Months later, he started smoking marijuana and hanging out with a friend who was a “negative influence,” the charges say. His grades plummeted to a 1.5 GPA. His grandparents moved to Washington, hoping to give O’Connor a fresh start. He was suspended twice from Kamiak High School, for drug-related issues. He ran away for five months, and traveled the West Coast. A rollover crash left him with a concussion and a broken ankle — and it tipped off his grandma that he’d gone back to Arizona. She bought a ticket to fly him to Snohomish County last year. He enrolled in ACES. He told a small circle of new friends he’d been bullied at Kamiak.

Just after his 18th birthday, O’Connor ordered a Hi-Point carbine rifle from West Coast Armory North in Everett.

“I can’t wait for the carbine to come,” he wrote. “It’s too (expletive) easy to buy a gun.”

He flipped a coin in early February, to decide what school to target. It came up ACES. O’Connor chose a time and date — lunch on April 19, the day before the annual remembrance of the Columbine shooting. He mapped his footsteps to the minute.

He used an Amazon gift card to buy a Donald Trump mask, a Kim Jong Un mask and tactical gloves. Security footage showed O’Connor and a classmate wore masks and jackets in a stickup of an Everett minimart near his home. He shoved the rifle in a clerk’s face. O’Connor thought the cash would fund the school shooting. The robbers escaped with $100.

O’Connor didn’t have a key when he came home after 10 p.m. So he rang the doorbell. It gave his grandmother time to hide the journal under the pillow again. She’d been making photocopies.

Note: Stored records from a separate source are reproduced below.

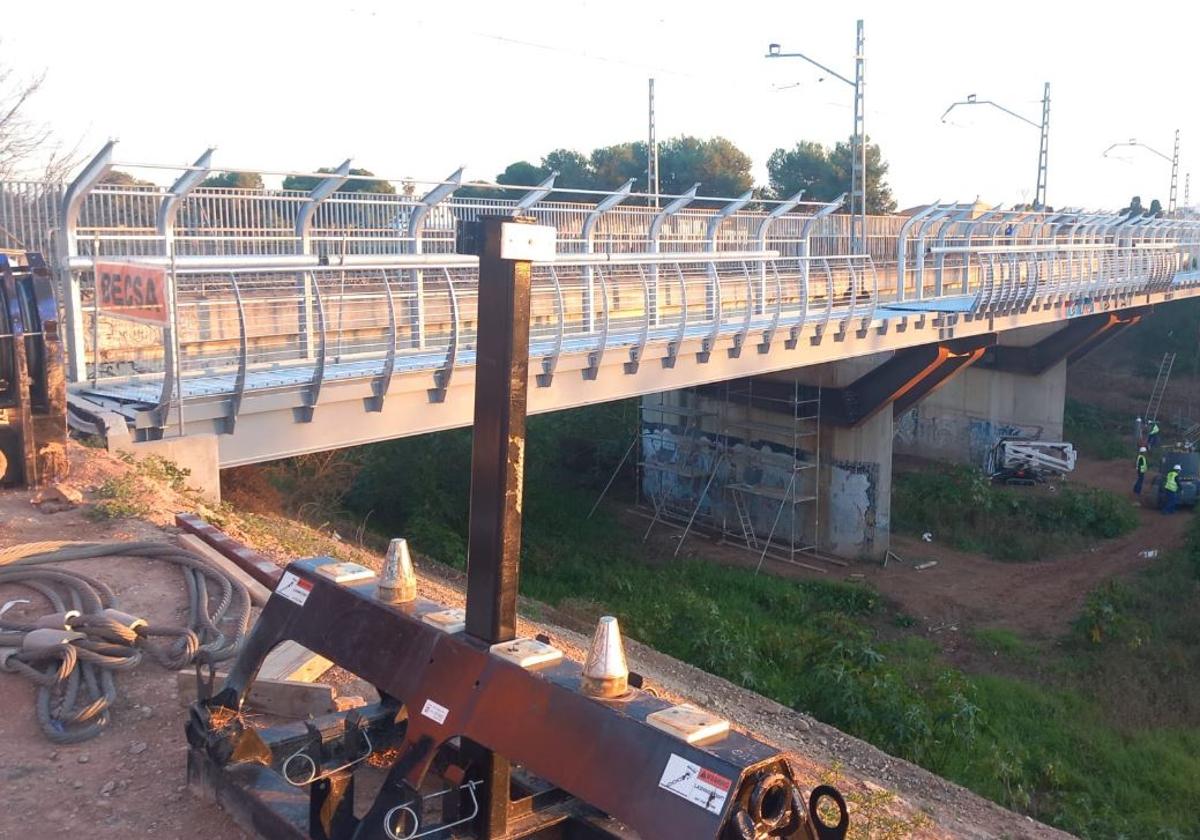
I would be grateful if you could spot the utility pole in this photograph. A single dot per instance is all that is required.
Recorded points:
(858, 138)
(1174, 160)
(652, 154)
(1039, 192)
(858, 169)
(1175, 174)
(1039, 201)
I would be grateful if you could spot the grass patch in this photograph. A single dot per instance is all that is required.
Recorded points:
(1097, 432)
(127, 496)
(964, 509)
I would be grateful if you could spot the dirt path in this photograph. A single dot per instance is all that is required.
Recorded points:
(1037, 599)
(131, 780)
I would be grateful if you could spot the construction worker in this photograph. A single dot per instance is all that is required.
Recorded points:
(1141, 471)
(1171, 489)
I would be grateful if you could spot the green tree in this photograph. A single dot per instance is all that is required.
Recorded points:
(238, 180)
(612, 166)
(715, 163)
(361, 184)
(1135, 208)
(825, 173)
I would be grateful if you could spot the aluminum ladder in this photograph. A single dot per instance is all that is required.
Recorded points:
(1156, 395)
(739, 505)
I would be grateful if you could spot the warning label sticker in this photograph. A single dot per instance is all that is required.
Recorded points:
(697, 785)
(435, 712)
(294, 588)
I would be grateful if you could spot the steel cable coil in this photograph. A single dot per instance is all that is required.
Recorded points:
(72, 654)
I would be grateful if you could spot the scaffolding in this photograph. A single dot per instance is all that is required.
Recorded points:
(738, 461)
(773, 449)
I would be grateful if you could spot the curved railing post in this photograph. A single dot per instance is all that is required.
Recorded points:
(793, 335)
(963, 215)
(587, 235)
(442, 377)
(383, 383)
(922, 233)
(417, 245)
(717, 219)
(550, 363)
(679, 203)
(307, 211)
(761, 243)
(239, 387)
(903, 245)
(66, 246)
(165, 225)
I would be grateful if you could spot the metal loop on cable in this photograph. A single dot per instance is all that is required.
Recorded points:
(407, 808)
(315, 775)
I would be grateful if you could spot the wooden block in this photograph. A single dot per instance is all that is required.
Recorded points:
(283, 697)
(293, 663)
(258, 593)
(689, 723)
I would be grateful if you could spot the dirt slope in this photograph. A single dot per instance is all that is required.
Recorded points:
(130, 781)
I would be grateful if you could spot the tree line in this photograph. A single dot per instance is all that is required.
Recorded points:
(715, 163)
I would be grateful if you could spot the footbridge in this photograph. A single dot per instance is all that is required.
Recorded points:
(303, 321)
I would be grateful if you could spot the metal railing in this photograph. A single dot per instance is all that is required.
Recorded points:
(289, 289)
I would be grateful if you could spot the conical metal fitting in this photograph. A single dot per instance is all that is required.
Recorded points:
(605, 672)
(397, 582)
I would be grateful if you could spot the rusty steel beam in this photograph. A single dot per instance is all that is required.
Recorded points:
(1079, 337)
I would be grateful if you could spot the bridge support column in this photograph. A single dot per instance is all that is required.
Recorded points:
(963, 420)
(855, 475)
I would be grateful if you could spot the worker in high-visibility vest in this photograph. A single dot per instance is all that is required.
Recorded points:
(1140, 463)
(1171, 489)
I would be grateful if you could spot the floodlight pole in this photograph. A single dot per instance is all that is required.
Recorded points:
(1039, 192)
(1174, 159)
(858, 138)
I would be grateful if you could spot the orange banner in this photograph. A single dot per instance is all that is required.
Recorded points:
(132, 292)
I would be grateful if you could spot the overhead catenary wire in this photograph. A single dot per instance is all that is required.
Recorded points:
(90, 639)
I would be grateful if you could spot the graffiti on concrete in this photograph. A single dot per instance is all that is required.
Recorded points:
(694, 473)
(852, 510)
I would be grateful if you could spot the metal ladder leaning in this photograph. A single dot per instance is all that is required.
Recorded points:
(1156, 395)
(739, 505)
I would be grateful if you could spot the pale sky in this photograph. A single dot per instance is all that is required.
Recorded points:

O’Connor came inside on a sub-freezing night in just a T-shirt, carrying a guitar case. His jacket, he said, was inside the soft-shelled case. But it looked like it held something much heavier. He went to bed and wrote one final entry about how “powerful” he felt during the robbery.

The next morning his grandmother drove him to school. Afterward, she opened the guitar case and saw a rifle. She called police.

The accomplice in the robbery, Marquez Daniel, maintained he didn’t know about the school shooting plot. He was sentenced to two years in prison. He agreed to testify against O’Connor, if the case went to trial.

In jail, O’Connor allegedly tried to recruit an inmate for another school shooting plot. O’Connor hasn’t been charged in that case. The inmate divulged the new plot to his lawyer.

O’Connor invited the man to his cell for coffee in May. The inmate got a strange feeling, walked downstairs and was attacked by O’Connor’s cellmate Travis Hammons, according to the first-degree assault charges. The injured man was knocked out.

Hammons is awaiting trial.

Detectives reviewed O’Connor’s phone records. Often he searched the internet for explosives, weapons and body armor. He had screenshots of police scanner codes and street maps to local campuses.

He had a picture of the ACES bell schedule. The timestamp on the photo was 8:10 a.m., hours before police pulled him from class to talk. The next day, 17 people were gunned down at Marjory Stoneman Douglas High School in Parkland, Florida.

This story has been modified to correct the name of the business where Joshua O’Connor ordered a rifle.